Bericht folgt, sofern ich eine Flosse zu Gesicht bekomme. ^^


@Trickyfisher:
How how das hört sich gut an! 
Eigentlich klingen alle drei von dir genannten Methoden sehr interessant, da ich voraussichtlich 16 Tage bleiben werde sollte Zeit sein, alle auszuprobieren. 

Das Gerät für die Methode #1 und #2 habe ich bereits in meinem Keller parat stehen, das ist kein Thema... nur die #3 könnte noch tricky werden. ^^
Ich habe noch eine Wallerrute aus meiner Jungangelerzeit (aber sehr geflegt ;-) , 3 m lang, Aktion B, 50 - 150 g WG, allerdings packt die Rolle „nur“ 100 m 0,50-er Monofil. Wäre hier 0,25-er Multifil genauso gut? 

Da ich sicherlich auch mal vom Sandstrand aus fischen werde, wollte ich mal mit Laufblei (statt Paternoster) versuchen - ist halt die Frage, wann man da anschlagen soll?!  Oder besser eine Freilaufrolle nehmen?

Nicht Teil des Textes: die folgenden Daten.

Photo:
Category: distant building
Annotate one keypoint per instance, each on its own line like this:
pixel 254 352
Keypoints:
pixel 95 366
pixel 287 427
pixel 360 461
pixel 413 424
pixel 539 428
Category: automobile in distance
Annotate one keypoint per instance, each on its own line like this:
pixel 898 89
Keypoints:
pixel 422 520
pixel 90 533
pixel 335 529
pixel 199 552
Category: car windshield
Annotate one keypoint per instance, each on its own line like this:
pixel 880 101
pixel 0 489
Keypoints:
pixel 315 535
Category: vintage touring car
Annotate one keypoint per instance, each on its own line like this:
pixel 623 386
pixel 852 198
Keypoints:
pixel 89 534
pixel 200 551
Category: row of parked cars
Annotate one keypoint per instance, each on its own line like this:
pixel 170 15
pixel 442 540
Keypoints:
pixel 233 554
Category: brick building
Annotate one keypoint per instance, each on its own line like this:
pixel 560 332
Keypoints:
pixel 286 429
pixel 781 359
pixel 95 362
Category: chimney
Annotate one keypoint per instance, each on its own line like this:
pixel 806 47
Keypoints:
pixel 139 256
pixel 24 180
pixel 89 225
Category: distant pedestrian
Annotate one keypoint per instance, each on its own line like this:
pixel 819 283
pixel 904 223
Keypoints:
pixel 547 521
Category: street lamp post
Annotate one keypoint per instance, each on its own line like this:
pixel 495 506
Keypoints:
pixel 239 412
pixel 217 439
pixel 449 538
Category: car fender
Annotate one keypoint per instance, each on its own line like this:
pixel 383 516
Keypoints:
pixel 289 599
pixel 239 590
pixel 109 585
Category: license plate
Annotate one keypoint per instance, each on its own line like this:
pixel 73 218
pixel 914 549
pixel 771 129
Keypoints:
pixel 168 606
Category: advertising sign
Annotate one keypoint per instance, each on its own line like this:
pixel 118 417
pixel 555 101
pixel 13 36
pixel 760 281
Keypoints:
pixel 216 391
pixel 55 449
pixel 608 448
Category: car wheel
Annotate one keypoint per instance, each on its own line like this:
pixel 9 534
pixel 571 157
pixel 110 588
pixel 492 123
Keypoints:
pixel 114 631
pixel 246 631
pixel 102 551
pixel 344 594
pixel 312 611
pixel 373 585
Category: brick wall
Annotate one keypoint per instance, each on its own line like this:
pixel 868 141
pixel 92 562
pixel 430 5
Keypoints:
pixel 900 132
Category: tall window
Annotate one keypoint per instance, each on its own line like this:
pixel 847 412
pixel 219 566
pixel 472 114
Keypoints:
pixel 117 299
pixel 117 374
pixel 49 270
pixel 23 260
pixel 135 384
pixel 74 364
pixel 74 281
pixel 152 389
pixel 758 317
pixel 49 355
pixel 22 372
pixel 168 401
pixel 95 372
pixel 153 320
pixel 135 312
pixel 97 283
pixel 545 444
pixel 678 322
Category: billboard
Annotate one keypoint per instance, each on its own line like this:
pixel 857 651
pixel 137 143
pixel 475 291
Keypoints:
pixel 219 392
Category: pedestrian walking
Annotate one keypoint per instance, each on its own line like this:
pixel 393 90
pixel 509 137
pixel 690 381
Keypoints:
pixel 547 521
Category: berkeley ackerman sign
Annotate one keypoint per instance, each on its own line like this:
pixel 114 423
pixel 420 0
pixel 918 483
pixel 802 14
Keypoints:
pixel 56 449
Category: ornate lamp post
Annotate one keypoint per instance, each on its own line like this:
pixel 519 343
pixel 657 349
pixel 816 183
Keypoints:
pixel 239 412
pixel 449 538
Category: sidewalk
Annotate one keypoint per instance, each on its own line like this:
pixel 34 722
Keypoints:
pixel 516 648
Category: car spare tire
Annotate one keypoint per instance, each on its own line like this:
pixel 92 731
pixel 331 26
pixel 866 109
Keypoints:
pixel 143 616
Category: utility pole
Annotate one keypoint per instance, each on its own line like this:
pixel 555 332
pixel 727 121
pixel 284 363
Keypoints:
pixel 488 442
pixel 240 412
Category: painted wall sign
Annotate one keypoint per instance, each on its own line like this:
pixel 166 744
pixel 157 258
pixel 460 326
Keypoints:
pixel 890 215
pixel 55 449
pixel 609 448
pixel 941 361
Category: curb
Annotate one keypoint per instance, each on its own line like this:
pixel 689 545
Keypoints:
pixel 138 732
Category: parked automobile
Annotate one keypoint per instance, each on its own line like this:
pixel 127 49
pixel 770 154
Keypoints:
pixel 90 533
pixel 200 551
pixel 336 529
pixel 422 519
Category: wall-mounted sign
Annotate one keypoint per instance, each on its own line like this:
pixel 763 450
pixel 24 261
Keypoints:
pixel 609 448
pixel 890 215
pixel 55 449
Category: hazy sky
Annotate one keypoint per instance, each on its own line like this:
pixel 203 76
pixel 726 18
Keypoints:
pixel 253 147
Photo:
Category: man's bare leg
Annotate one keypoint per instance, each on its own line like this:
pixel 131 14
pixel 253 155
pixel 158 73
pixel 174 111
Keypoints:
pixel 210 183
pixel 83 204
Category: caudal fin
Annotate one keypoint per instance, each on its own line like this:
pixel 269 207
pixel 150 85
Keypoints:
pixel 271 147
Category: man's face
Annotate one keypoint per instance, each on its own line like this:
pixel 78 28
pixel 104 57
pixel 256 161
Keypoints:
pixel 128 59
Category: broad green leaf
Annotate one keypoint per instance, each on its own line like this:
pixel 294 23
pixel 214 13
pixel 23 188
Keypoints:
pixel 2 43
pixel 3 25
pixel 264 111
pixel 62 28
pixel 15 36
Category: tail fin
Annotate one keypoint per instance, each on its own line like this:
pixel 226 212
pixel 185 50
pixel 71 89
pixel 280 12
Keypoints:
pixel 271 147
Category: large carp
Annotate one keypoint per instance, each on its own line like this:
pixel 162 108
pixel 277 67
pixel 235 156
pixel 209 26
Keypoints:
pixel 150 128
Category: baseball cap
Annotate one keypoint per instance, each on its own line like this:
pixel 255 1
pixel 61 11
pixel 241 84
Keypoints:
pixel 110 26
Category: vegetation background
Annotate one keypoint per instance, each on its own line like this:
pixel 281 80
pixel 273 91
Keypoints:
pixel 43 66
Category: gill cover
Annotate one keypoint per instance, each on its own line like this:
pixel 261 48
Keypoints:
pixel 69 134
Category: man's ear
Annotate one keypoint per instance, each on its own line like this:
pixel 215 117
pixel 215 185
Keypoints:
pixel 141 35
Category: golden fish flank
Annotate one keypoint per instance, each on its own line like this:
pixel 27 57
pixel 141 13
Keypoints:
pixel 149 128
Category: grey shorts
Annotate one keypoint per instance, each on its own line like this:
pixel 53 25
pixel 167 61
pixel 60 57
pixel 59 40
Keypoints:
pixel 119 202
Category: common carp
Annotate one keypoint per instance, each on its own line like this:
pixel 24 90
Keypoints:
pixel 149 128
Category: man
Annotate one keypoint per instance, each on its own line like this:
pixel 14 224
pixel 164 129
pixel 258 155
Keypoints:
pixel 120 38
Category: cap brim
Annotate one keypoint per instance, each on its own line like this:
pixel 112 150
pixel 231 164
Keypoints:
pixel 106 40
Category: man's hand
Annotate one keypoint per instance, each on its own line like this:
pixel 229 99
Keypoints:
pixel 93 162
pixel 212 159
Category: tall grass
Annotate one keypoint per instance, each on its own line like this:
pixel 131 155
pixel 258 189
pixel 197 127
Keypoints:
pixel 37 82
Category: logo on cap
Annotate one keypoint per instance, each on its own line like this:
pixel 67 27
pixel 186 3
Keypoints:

Auf jeden Fall ein sehr feiner Bericht, den du hier geschrieben hast! 
Top! Vielen Dank für die Tipps!!


----------



## Trickyfisher (2. Februar 2013)

*AW: Tipps für Lanzarote gesucht (Küste)*

Hi
Die Rute würde schon passen, die Rolle ist wohl ein bischen klein.
Multifile Schnur würde ich nicht verwenden, da die Klippen Messerscharf sind und sich eine Multifile Schnur viel leichter verfängt und dann sofort durchgeschnitten wird, als eine eher dicke und steife, noch dazu schwimmende Mono.
Um so 50-60 Euro solltest du aber schon eine passende Rolle bekommen, überleg dir das mal, ich verwendete eine Daiwa Opus plus 5000, die liegt ca. in der Preislage, ich hatte eine 45er drauf, würde aber eher zu eine 50er greifen.
Wo fahrst du eigentlich hin auf Lanzarote?
viel Spaß schon mal
Johannes


----------



## Marco74 (3. Februar 2013)

*AW: Tipps für Lanzarote gesucht (Küste)*

Ich würde mich gerne an den Thread hängen, da ich in drei Wochen nach Lanzarote (Playa Blanca) fliegen.
Mich interessiert besonders das Spinnfischen.
Welches Tackle kann ich zur der Zeit (auf welche Fischarten) benutzen?


----------



## mschmitz (3. Februar 2013)

*AW: Tipps für Lanzarote gesucht (Küste)*

@Trickyfisher:
Okay danke für den Tipp, ich weiß zwar nicht wieviel Schnur ein Fisch abzieht wenn er in’s offene Meer flüchtet, aber mehr als 100 m auf der Spule zu haben macht sicherlich Sinn. 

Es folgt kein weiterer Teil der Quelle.